Anti-war protesters carol for peace


“Oh come, all ye lefties, pinkos, greens and Commies,” the crowd in front of Walker Library sang. “Oh come, all ye lefties, let’s go stop a war.”

The subversive spin on the seasonal tune was part of Saturday’s anti-war holiday caroling, led by the Counter-Propaganda Singers near Hennepin and Lagoon avenues. About 30 activists from the Iraq Peace Action Coalition and other anti-war groups displayed signs and sang Christmas songs rewritten as progressive anthems.

Between songs, speakers updated the crowd on local anti-war activity and reiterated their causes.
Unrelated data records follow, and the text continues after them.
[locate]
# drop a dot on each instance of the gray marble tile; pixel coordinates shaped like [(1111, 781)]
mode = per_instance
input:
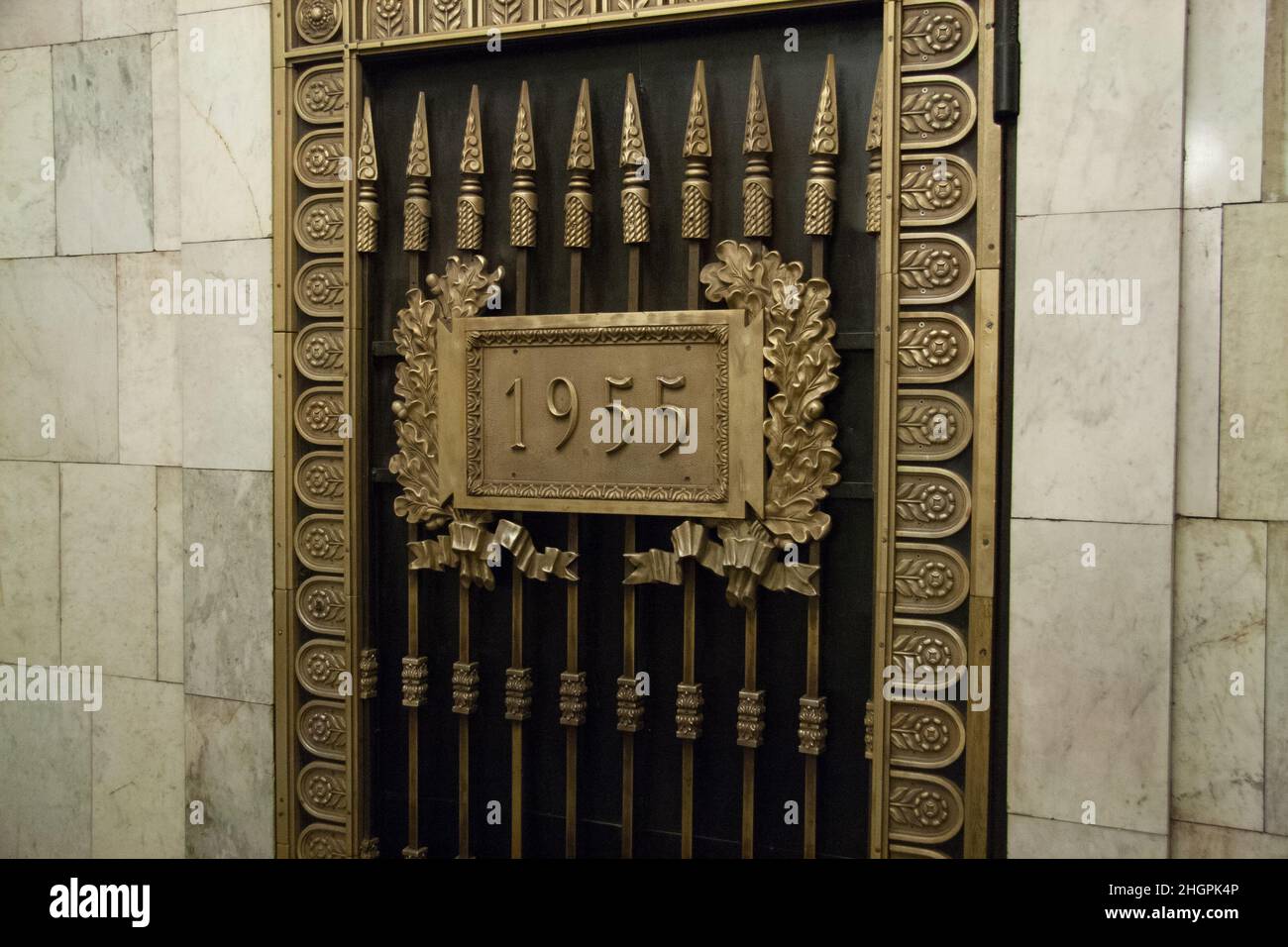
[(226, 125), (1094, 433), (171, 562), (103, 145), (1044, 838), (1100, 131), (1198, 403), (1224, 69), (1276, 680), (1190, 840), (39, 22), (1274, 147), (166, 201), (228, 361), (138, 800), (1253, 355), (1089, 677), (108, 569), (228, 603), (128, 17), (58, 357), (46, 800), (29, 562), (230, 748), (1220, 630), (27, 189), (147, 343)]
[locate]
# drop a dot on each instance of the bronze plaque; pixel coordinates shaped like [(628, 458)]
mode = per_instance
[(604, 412)]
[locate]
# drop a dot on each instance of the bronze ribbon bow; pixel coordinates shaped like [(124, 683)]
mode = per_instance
[(465, 545), (745, 560)]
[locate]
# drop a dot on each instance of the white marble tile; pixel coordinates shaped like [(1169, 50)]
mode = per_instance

The protest focused on the just-announced expansion of the fight in Afghanistan, and the group expressed support for Army whistleblower Bradley Manning.

“A lot of people are thinking about the holidays right now, so we present them with familiar tunes, but then surprise them with things they maybe haven’t been thinking about,” Jess Sundin of the Anti-War Committee explained. “Songs are also a good way to keep spirits high.”

John Slade of the Counter-Propaganda Coalition wrote or co-wrote most of the event’s songs. He said that the group has been caroling for about five years. While many of the songs have enduring anti-war and anti-consumerism themes, others reflect recent events, including the WikiLeaks revelations and FBI raids on activists’ homes.

The group remained upbeat for the hour they spent on the sidewalk, including chanting the First Amendment rights that allow them to assemble and speak freely. The continuation of the wars clearly infuriates them, though. Marie Braun of Women Against Military Madness contrasted Saturday’s protest to the thousands of people who marched against the Iraq war in 2003.

“At that time, they felt they had a chance of stopping it,” Braun said. “Now I think people feel hopeless.”

Activists will have another chance to protest the wars on December 28, at a candlelight vigil for child victims of the wars in Iraq, Afghanistan and Pakistan. The service starts at 7 p.m. at St. Joan of Arc Church in Minneapolis.